Слова Толстой Катьки согнали с лиц улыбки. Она продолжала:
— Ревком по справедливости решил, а он и знать его не хочет. Драли с нас шкуру и будут драть.
— С тебя содрать, еще сто останется, — сказал кто-то, но на его слова не обратили внимания. Несколько человек вошли к Маклярену в склад и тут же вернулись обескураженные:
— Толстая Катька права. Цены прежние.
— Да как же так? — раздались недоуменные голоса. — Выходит, ревком только пообещал. А зачем тогда Громова расстреливали?
— А другие купцы так же торгуют?
— Айда к другим! — Толстая Катька вошла в раж. Она уже была убеждена, что коммерсанты ее обижают и не хотят подчиниться приказу ревкома, который так заботился о ней. Толстая Катька забыла о поручении Бирича. Она размахивала руками. — Айда к русским купцам!
Толстая Катька побежала к складу Бесекерского.
Толпа ринулась за ней. Склад Бесекерского оказался закрытым. Кабатчица метнулась к складу Сукрышева. Тот тоже был на замке.
Людей охватила злоба на коммерсантов, обида за свое полуголодное существование, опасение, что их надежды на лучшую жизнь не оправдаются, Они метались от склада к складу, но все было закрыто, и тогда Толстая Катька повернула к ревкому. Очистив дорогу от Еремеева, рванула дверь в кабинет Мандрикова.
…Толстая Катька перевела дыхание. Мандриков видел, как посуровели лица его товарищей.
— Вы правду рассказали? — спросил Берзин кабатчицу.
— Вот крест. — Толстая Катька мелко перекрестила грудь, а стоявшие за ней закричали:
— Правда! Ваших законов американец не признает, Все по-старому. Опять голодать, а мы-то думали…
Толпа заволновалась. Мандриков сказал:
— Сейчас ревком примет меры. Прошу не расходиться. — И попросил Берзина: — Сейчас же надо пригласить Маклярена и всех остальных коммерсантов. — Стоявшей в двери Толстой Катьке он сказал: — Маклярен будет отвечать перед всеми. Выходите на улицу и ждите их.
Когда за кабатчицей закрылась дверь, Михаил Сергеевич быстро изложил встревоженным товарищам свой план, и они его одобрили. Гринчук предложил:
— А после при всех сожжем все это. — Он указал на судебные дела.
— Мы же все их не прочитали? — забеспокоился Клещин.
— А что толку? — Титову понравилось предложение Гринчука. — Все они одинаковы.
— Правильно, — поддержали остальные.
Мандриков не стал возражать. С улицы доносился гул нетерпеливо ожидавших людей. Берзин сказал Михаилу Сергеевичу:
— Ждут. Надо нам выйти, объяснить.
Мандриков во главе ревкомовцев вышел на крыльцо правления и увидел, что здесь собрались почти все жители Ново-Мариинска.

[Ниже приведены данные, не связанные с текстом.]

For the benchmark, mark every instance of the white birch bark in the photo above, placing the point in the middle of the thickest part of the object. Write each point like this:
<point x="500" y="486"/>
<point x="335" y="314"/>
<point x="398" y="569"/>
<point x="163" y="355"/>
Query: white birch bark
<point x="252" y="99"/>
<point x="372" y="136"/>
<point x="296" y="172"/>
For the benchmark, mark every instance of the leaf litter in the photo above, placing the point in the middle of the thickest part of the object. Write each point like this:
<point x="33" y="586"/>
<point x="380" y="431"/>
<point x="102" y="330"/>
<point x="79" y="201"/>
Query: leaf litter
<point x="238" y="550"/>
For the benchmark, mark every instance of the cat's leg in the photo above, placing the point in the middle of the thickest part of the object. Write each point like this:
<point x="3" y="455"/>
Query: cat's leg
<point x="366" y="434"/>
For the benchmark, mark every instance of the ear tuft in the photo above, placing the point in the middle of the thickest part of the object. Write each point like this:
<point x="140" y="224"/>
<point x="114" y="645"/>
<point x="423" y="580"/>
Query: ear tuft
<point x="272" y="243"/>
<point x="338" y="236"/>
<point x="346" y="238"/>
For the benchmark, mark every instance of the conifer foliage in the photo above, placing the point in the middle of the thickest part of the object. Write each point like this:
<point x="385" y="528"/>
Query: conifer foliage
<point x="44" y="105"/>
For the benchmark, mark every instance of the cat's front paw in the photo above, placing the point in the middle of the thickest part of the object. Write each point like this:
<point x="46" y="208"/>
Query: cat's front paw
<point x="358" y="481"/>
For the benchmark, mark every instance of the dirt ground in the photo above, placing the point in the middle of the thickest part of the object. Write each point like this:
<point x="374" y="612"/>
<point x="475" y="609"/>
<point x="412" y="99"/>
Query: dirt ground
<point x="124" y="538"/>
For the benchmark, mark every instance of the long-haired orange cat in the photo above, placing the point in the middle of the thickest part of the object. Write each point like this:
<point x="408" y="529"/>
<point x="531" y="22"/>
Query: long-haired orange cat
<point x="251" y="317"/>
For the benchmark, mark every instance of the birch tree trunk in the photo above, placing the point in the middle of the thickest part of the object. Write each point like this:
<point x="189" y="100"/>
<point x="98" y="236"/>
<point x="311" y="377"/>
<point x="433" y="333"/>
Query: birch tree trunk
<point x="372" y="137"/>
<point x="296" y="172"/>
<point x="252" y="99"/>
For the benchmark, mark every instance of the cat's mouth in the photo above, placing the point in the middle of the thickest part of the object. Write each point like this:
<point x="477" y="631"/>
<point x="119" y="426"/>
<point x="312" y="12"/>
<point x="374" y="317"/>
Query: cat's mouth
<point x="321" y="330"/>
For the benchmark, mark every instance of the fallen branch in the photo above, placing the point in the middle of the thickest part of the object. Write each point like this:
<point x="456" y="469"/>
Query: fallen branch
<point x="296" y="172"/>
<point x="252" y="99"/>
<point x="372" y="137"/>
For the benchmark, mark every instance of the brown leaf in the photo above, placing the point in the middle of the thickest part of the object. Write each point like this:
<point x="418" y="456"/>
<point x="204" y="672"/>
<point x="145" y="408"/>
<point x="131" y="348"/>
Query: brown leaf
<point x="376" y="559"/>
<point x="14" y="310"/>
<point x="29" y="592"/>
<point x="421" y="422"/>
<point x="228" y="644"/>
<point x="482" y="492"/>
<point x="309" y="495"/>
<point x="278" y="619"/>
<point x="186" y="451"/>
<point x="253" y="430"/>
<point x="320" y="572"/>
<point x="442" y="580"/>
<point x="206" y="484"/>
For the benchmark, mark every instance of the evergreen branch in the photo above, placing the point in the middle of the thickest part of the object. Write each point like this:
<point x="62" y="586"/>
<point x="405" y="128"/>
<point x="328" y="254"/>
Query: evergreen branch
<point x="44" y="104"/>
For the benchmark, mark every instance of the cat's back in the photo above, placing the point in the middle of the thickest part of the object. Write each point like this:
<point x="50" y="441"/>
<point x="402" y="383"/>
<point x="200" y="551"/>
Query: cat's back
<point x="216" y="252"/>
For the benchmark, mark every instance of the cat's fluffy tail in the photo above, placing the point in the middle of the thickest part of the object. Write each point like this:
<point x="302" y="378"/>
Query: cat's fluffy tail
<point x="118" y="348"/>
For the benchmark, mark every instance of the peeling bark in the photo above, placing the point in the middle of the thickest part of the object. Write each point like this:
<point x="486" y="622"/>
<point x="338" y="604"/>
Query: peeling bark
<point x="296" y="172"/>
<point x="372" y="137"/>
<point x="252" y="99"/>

— Товарищи! Граждане! Сейчас стало, известно, что агент американской компании Свенсона не подчинился приказу ревкома и продолжает торговать по спекулятивным ценам, бессердечно драть втридорога.
Толпа заволновалась. Послышались крики. Мандриков увидел, что к правлению подходят Бирич, Бесекерский, Сукрышев и другие торговцы.
Михаил Сергеевич продолжал:
— Революционный комитет стоит на страже трудового и бедного люда и никому не позволит наживаться на его голоде и нищете. Ревком постановил, чтобы товары продавались по тем же ценам, что и в России, не выше тех, которые здесь были до приезда Громова. И стоимость рубля сравнять со стоимостью доллара.